Just got one of these in, I've always been a fan of what Bremont has been doing... Really stoked to be able to get to check out one of their Chronographs.








​
Initial impressions are good, it's a sizable piece, 43mm wide and 16mm thick, but it wears nicely. Glad I snagged one of the first gens that still has the roto-click bezel. I'm also thoroughly impressed by their movement decoration... It's a good lookin' movement.

-a


----------



## COZ (Sep 7, 2011)

Congrats, I always liked the original Alt1-P, would have one but the thickness scared me off (would like to see it at 14mm). Just don't like chunky pieces I guess but it is a nice design. Enjoy it!


----------



## GoBuffs11 (Sep 28, 2010)

I dig it. Should be great with a bunch of different straps too.


----------



## surrounded021 (Aug 17, 2017)

Congrats! Wear in good health


----------



## peeledmouse (Jun 29, 2011)

looks great, congrats


----------



## adamcb (Feb 27, 2015)

That's a beautiful watch. Congrats. I especially like the subtle red numbers and hand.


Adam


----------



## lmtfi (Sep 10, 2010)

Noice!


----------



## Statos (Jan 13, 2016)

I have the blue dial and love it and had a full service done on it this year.


----------



## Aaron Shapiro (Jul 14, 2013)

Statos said:


> I have the blue dial and love it and had a full service done on it this year.

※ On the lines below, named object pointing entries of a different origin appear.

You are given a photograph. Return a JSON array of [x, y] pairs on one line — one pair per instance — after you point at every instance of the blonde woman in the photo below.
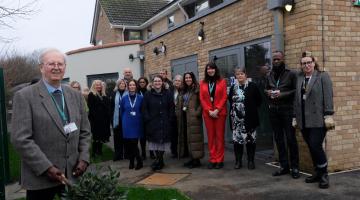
[[99, 116]]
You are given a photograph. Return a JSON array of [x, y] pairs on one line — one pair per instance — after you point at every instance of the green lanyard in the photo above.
[[60, 111]]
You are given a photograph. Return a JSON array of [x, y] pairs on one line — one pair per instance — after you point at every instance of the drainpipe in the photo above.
[[279, 29], [277, 6], [123, 34], [183, 11]]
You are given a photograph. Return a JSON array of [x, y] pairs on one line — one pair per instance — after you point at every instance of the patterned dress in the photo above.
[[237, 114]]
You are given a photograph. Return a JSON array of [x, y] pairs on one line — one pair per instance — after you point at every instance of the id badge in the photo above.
[[304, 97], [71, 127]]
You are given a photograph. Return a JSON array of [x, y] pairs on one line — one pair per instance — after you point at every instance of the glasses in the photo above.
[[54, 64], [306, 63]]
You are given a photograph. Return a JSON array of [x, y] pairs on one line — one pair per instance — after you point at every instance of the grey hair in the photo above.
[[178, 76], [48, 50]]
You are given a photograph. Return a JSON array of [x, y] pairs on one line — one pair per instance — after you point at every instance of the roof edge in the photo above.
[[109, 45]]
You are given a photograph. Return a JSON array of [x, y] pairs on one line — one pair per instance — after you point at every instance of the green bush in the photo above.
[[96, 186]]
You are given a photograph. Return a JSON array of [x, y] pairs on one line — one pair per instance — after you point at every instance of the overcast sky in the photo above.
[[63, 24]]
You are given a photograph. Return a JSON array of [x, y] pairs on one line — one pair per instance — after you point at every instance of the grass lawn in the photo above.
[[14, 160], [140, 193], [107, 155]]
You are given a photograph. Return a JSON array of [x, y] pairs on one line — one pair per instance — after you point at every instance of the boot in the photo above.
[[161, 159], [324, 178], [238, 151], [131, 163], [155, 164], [314, 178], [152, 156], [250, 148], [139, 163], [99, 149]]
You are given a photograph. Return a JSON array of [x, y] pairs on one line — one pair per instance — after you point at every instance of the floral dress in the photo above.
[[237, 114]]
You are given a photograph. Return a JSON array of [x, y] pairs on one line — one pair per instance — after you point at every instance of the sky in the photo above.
[[62, 24]]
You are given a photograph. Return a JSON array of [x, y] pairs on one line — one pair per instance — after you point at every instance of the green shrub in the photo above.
[[96, 186]]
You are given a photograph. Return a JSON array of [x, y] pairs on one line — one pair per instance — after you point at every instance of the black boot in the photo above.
[[324, 178], [139, 163], [131, 163], [313, 178], [250, 148], [238, 151], [152, 156], [161, 159]]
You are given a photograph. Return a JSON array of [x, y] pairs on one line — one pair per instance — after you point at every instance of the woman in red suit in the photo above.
[[213, 101]]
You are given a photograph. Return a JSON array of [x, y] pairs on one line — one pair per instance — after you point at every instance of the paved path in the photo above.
[[230, 184]]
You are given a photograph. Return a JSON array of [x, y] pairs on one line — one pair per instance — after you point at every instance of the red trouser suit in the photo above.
[[215, 126]]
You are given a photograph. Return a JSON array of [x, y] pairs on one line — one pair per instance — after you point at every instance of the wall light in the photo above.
[[289, 4], [140, 56], [161, 49], [201, 34]]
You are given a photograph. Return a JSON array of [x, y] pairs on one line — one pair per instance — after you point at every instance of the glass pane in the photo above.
[[134, 35], [226, 66], [202, 6]]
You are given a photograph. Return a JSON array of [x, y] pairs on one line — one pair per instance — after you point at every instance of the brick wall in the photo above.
[[248, 20], [105, 33]]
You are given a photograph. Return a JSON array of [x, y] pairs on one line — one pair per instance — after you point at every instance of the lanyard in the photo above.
[[211, 87], [60, 111], [132, 105]]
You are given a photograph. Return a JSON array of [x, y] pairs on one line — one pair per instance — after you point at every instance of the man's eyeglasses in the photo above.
[[306, 63], [54, 64]]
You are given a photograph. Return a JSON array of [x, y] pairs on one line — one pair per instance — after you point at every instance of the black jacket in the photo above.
[[159, 115], [287, 86], [252, 102]]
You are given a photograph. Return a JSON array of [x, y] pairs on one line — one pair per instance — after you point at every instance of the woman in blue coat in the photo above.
[[132, 124]]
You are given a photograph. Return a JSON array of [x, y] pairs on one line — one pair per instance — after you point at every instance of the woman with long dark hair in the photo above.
[[131, 117], [159, 116], [313, 110], [244, 98], [213, 101], [190, 133], [120, 91]]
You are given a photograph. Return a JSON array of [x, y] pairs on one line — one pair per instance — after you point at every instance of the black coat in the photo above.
[[159, 116], [99, 117], [252, 102]]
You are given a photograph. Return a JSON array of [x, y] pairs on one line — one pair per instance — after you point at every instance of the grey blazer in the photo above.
[[319, 100], [39, 137]]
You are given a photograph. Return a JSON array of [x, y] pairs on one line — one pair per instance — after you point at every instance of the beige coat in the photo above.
[[195, 136]]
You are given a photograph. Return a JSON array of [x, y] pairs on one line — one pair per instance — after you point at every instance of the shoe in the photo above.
[[281, 172], [324, 181], [295, 173], [188, 163], [131, 165], [211, 165], [195, 163], [312, 179], [219, 165], [139, 165], [251, 165]]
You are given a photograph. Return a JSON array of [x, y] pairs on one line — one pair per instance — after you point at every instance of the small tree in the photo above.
[[96, 186]]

Awesome. I love the first version, while a little vestigial on a chrono the rotoclick inner bezel is a nice touch.

-a

Sent from my iPhone using Tapatalk


----------



## ccm123 (Feb 8, 2010)

Looks nice.


----------



## gb-men (Sep 4, 2017)

Congrats.. Looks great


----------



## jupiterfang (Mar 27, 2010)

RED AND BLACK COMBINATION MAKE IT A KILLER


----------